Ее, как вскоре выяснилось, потрудились не приглашать, а между тем без стенограммы протокол защиты будет недействительным. «Ну что, будем отменять?» – обращается председательствующий к членам ученого совета. И тут меня вдруг осенило: «Я, я буду стенографисткой…»
Защита у моего друга, словом, прошла блестяще. Черных шаров[37] накидали умеренно. К стенограмме – до сих пор горжусь – претензий нет. Но искомую степень специалисту по французскому экзистенциализму так и не утвердили – что-то там неподобающее раскопалось в документах, им представленных.
* * *
Выбор Москвы, как ПМЖ[38], был для честолюбивого ростовчанина отнюдь не предрешен. Почти на равных котировался и Ленинград, культурная, так сказать, столица. Во всяком случае, в видах своих гумилевских штудий я первым делом отправился не в ЦГАЛИ[39] и не в Ленинку[40], а в Рукописный отдел Пушкинского дома[41].
Квартировал же я или, как в России говорят, останавливался у Сергея Николаевича Артановского[42], к которому как к своему старинному другу меня и направил Леонид Григорьевич Григорьян.
Сергей Николаевич профессорствовал в Институте культуры, был тогда еще молод, уже обеспечен и состоял в очередной раз в разводе, так что, разбираясь с его дивной коллекцией рукописных книг начала 20-х годов, я брал еще и уроки холостяцкого образа жизни – впрок, впрочем, так и не пошедшие.
Особенно восхищало меня то, что Сергей Николаевич, джентльмен до мозга гостей, содержал одновременно экономку, ведавшую хозяйством, и кухарку.
«Дорого же», – сострадал я своему старшему другу. А он отвечал мне наставительно: «Жена, поверьте, обходится гораздо дороже».
* * *
Люди, поколением чуть старше, рассказывают, что и пишущие машинки надо было ставить на специальный учет, чтобы в случае чего те, кому положено, могли определить злоумышленника по специфическим особенностям шрифта. Наверное, так, но я о своей «Эрике»[43], что берет, как известно, четыре копии[44], уже никому не заявлял и, ничего поэтому не опасаясь, перепечатывал на ней, что хотелось. Достаточно, впрочем, невинное – стихи там, «Огненный столп» Гумилева, цветаевский «Белый стан» да мандельштамовские «Воронежские тетради». А криминальный самиздат[45] читал, какой друзья давали – то на недельку, а то и на ночь. И в машинописном, и в ротапринтном виде, реже переснятом и отпечатанном на фотографических карточках.

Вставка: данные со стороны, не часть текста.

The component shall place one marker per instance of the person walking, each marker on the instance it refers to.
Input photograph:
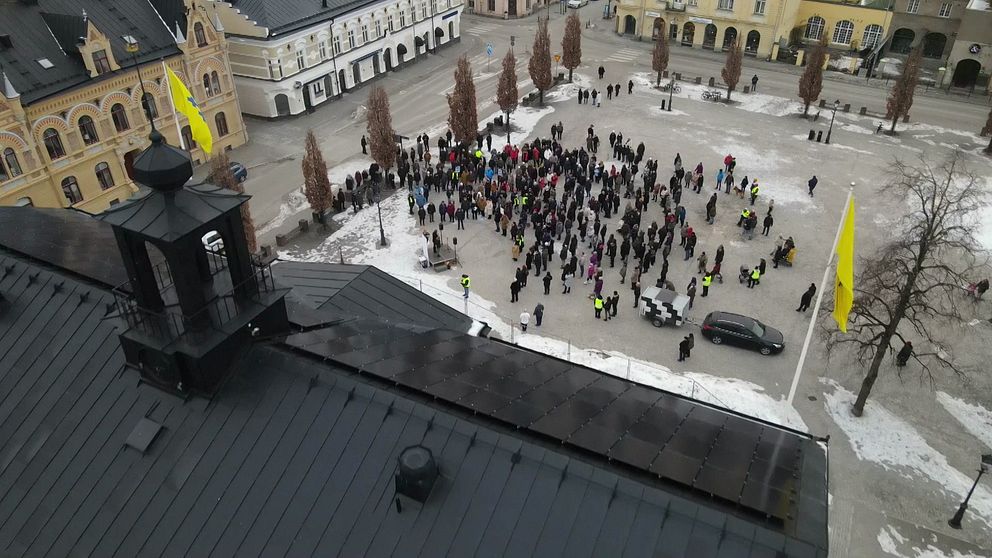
(806, 298)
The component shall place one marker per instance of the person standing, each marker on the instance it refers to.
(806, 298)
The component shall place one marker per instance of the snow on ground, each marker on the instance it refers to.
(891, 541)
(887, 440)
(976, 419)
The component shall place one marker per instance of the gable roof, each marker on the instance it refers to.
(49, 29)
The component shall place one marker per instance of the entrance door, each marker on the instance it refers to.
(129, 163)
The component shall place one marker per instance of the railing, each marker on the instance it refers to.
(171, 325)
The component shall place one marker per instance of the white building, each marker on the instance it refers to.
(289, 56)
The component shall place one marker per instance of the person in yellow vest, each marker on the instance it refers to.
(745, 213)
(754, 278)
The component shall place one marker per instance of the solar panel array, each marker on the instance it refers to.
(744, 462)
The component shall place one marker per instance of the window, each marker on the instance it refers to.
(201, 37)
(71, 190)
(873, 34)
(221, 121)
(843, 33)
(87, 129)
(10, 159)
(149, 106)
(215, 82)
(104, 177)
(53, 144)
(188, 140)
(814, 28)
(101, 62)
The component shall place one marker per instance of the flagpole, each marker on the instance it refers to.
(819, 299)
(175, 115)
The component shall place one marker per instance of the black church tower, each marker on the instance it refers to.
(190, 311)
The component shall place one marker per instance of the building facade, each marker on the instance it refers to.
(73, 113)
(289, 61)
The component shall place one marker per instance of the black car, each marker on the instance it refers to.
(743, 331)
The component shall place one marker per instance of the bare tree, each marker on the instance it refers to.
(731, 72)
(506, 91)
(571, 43)
(316, 184)
(811, 82)
(987, 131)
(916, 277)
(901, 96)
(463, 117)
(540, 59)
(659, 57)
(379, 125)
(220, 171)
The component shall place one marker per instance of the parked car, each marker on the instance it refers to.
(239, 171)
(743, 331)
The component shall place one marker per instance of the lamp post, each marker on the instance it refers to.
(833, 115)
(955, 522)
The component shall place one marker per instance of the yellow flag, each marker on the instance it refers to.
(844, 281)
(186, 105)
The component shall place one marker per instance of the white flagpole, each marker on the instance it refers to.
(819, 300)
(175, 115)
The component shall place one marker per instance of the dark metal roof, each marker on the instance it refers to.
(285, 16)
(67, 239)
(172, 215)
(49, 28)
(293, 458)
(365, 291)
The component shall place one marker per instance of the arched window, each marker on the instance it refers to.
(87, 129)
(119, 115)
(149, 106)
(221, 122)
(53, 144)
(814, 28)
(71, 190)
(215, 83)
(873, 34)
(188, 140)
(104, 177)
(201, 37)
(843, 33)
(10, 160)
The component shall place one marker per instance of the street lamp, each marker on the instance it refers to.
(955, 522)
(833, 115)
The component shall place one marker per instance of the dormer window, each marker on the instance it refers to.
(101, 62)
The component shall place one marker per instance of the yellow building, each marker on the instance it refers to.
(762, 26)
(71, 110)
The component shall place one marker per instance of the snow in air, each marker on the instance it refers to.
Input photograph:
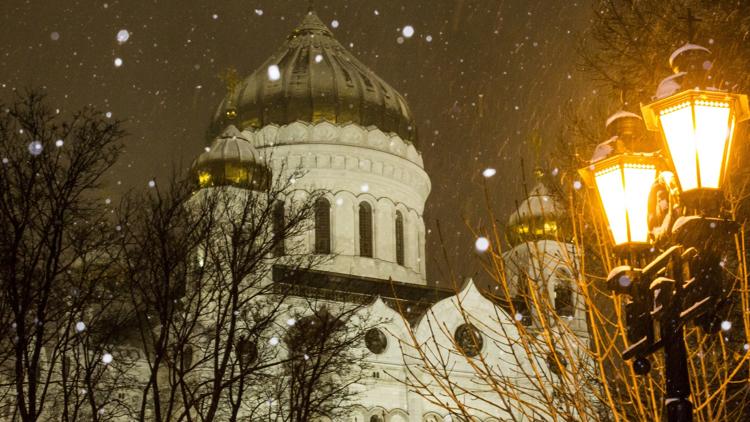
(122, 36)
(482, 244)
(274, 73)
(107, 358)
(35, 148)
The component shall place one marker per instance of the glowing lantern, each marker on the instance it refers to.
(623, 183)
(698, 128)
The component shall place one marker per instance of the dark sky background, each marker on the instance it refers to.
(494, 75)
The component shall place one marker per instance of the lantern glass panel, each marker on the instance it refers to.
(711, 138)
(612, 194)
(624, 189)
(638, 181)
(677, 123)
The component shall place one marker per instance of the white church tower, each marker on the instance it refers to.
(313, 109)
(314, 113)
(543, 257)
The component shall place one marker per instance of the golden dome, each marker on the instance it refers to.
(540, 216)
(312, 78)
(231, 160)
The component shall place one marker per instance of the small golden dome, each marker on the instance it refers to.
(231, 160)
(540, 216)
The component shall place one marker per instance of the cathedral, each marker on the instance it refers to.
(312, 106)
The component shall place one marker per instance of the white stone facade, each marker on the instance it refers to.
(351, 165)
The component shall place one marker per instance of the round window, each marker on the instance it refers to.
(376, 341)
(469, 340)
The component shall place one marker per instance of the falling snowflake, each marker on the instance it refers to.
(482, 244)
(123, 36)
(35, 148)
(274, 73)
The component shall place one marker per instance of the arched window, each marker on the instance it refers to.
(278, 228)
(365, 229)
(322, 226)
(564, 305)
(399, 238)
(564, 299)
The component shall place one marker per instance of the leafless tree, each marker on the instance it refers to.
(57, 293)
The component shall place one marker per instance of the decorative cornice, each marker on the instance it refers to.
(328, 133)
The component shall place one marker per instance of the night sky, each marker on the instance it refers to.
(482, 78)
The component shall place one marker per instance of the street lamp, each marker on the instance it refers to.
(698, 128)
(623, 180)
(623, 183)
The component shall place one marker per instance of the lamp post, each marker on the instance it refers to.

Прорывным, сейчас бы сказали, стало появление ксероксов. Их было мало, только в солидных учреждениях, так что множительная техника эта точно была под строгим контролем первых отделов[46].
Но кого ж это у нас контроль останавливает? Так что распространение сведений, порочащих и т. п.[47], чем раньше занимались только бесстрашные энтузиасты, встало и на коммерческую, можно сказать, основу. Ксерокопии можно было уже купить, и стоили они недешево, поэтому и меня однажды познакомили с неким жучком, который на подведомственном ему ксероксе деньгу заколачивал, и немалую. Намекали даже, что он на них дачу построил – в Жуковке, тогда, правда, еще не столь знаменитой.
И как не боялся, вы спросите. Может, и боялся, но дело-то было немногим страшнее фарцовки[48] и уж точно менее опасное, чем операции с валютой[49], а ведь занимались в 70-е и ими.
* * *
Чего в советские годы по-настоящему боялись, так это слушка, что ты, мол, или твой ближайший друг, или твоя девушка тоже стучите[50]. Старожилы наверняка помнят это характерное похлопывание по плечам – там, где могли бы быть погоны. Кто сказал? Все говорят. Проверить такой слушок было невозможно, опровергнуть, соответственно, тоже. И мне до сих пор стыдно перед некоторыми своими знакомцами, что я в слушок о их причастности, так никем и не доказанной, тоже верил[51].
* * *
Иногда слушок был и не ложным, так что многие из моих ровесников вспоминают, что и их тоже пытался завербовать человек из ГБ[52].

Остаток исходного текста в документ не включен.